Castle had also started a book division, and had previously been in negotiation to publish Deborah Curtis’s Joy Division memoir “Touching From A Distance”, and I’d considered using this photograph for that book jacket (which was eventually published by Faber). I am glad it ended up being reproduced on a Sabbath LP. Funnily enough, I read one review of this release, in Q magazine I believe, where they reckoned Sabbath had been an influence on Joy Division, so I appreciated that at last they were being critically appreciated and better understood, by the mainstream at least.

Images

  • This image is the sticker that was on the outside of the jewel case when the CD was bought originally:
  • The three images here are the one side of the 1996 Castle Remaster Series insert, the CD back cover art, and finally some additional art from the booklet and the cemetery photo shoot.
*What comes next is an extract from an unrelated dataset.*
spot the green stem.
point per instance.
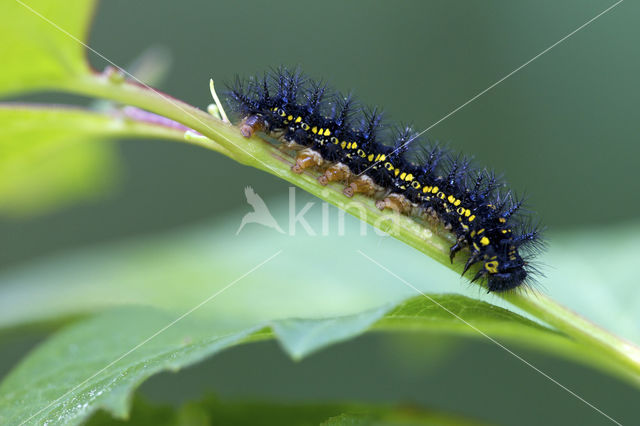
(430, 239)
  • The following is a scan of the cassette tape cover of this release.

Alternate Version

  • There is another version of this compilation with a separate track listing and different cover art that is dated 1993.  In researching this discography page, I decided to look into that alternate version.   Hugh Gilmour tells me this earlier version was slated for release in 1993/1994, but was pulled at the last minute, and should be considered quite rare.  Hugh also tells me that he did all the artwork for that version, except the cover, which was done by Brian Burrows.
  • The alternate version had a track listing spanning all the way to The Eternal Idol album, but skipped the Seventh Star & Technical Ecstasy albums.
  • The alternate version was to be from Castle Communications, and had a catalogue number of RAD-8602-2 on CD, and RAD-8602-4 on cassette.

Alternate Version Track Listing

  1. Black Sabbath
  2. Paranoid
  3. Iron Man
  4. Sweet Leaf
  5. Orchid
  6. Tomorrow’s Dream
  7. Laguna Sunrise
  8. Sabbath Bloody Sabbath
  9. Am I Going Insane (Radio)
  10. Never Say Die
  11. Hard Road
  12. Die Young
  13. The Mob Rules
  14. Turn Up The Night
  15. Born Again
  16. The Shining

Alternate Version Artwork

Comments

  1. Another pointless greatest hits.

  2. The golden years of Sabbath as far as I’m concerned were from 1968-1985. In this time period, everything covered under Black Box was done, and most of what’s in The Rules Of Hell was also done, and Born Again on top of that, with tons and tons of great live shows and not a ridiculous amount of linup changes. Counting versions of Sabbath that were around for a significant time, we have versions MK1-5 here. MK 1 and MK 3 are the ones that did the most work that weren’t Tony’s solo band in everything but name. Now I do like some of the Tony Martin work that isn’t Cross Purposes (TYR and at least some of Forbidden), and 7th Star is a great album, but, damn it, you need at least 2 original members to have it be Sabbath. On the main version of this compilation, you have that here from start to finish. And that for me is what’s most important. If I had to pick two Sabbath records to be my favorites, I’d pick the demo version of Born Again, and Live Evil.